A DAMA DO CINE SHANGHAI


Foi numa dessas noites quentes e úmidas de verão, quando o calor deixa tudo imóvel, e você, pensando escapar da realidade, resolve ir ao cinema. Nem tanto pelo filme, mas pelo prazer de passar duas horas sentindo um ar gelado correndo pelo seu corpo. Mas você chega na bilheteria para comprar o ingresso e vê escrito em letras miúdas: ar condicionado em reformas. Ai você já está ali, não tem nada para fazer. Resolve entrar no cinema assim mesmo. Dentro está ainda mais quente do que você esperava. Mas você senta e fica assistindo ao filme e contando as gotas de suor que escorre em sua testa. Foi numa dessas noites que tudo começou.

A voz do personagem interpretado por Antonio Fagundes ecoa como se fosse um narrador distante, embora em primeira pessoa. O tom é propositalmente adequado para evocar o cinema "noir". Não seria surpreendente, se em algum momento de A Dama do Cine Shanghai (Dir. Guilherme de Almeida Prado, 1988), os rostos de Humphrey Bogart e James Cagney iluminassem a tela. Em lugar dessas presenças ilustres, o filme dentro do filme apresenta José Mayer e Maitê Proença em acrobacias ilusórias, o caráter fake do cinema expandido em mil alusões.

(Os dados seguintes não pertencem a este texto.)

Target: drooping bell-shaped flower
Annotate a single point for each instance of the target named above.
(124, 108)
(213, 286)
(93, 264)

Enquanto não se estabelecem fronteiras entre o filme e o filme dentro do filme, o público do cinema continua a agir da forma como é costume agir dentro de uma sala de cinema: namorados continuam se agarrando, solitários seguem fantasiando aventuras que nunca se concretizarão, o crítico faz algumas anotações, a lanterninha entra e sai − ajudando ou atrapalhando. Ao contrário do comportamento reprimido que o escurinho sugere, a platéia de um filme não é estática. Assistir à película é apenas uma das atividades possíveis dentro de um cinema.

O espectador é um voyeur. A vontade quase incontrolável de espiar pelo buraco da fechadura. Há sempre a possibilidade de algum canalha estar escondido atrás de um móvel, enquanto a cena se desenvolve ou se dissolve dentro da nuvem de fumaça fornecida por milhares de cigarros. Há sempre a possibilidade de um corpo feminino estar nu, a deleitar olhos sequiosos por surpresas. Há sempre a possibilidade do corpo feminino não ser feminino, do corpo desejante desejar corpo que não é diferente do seu.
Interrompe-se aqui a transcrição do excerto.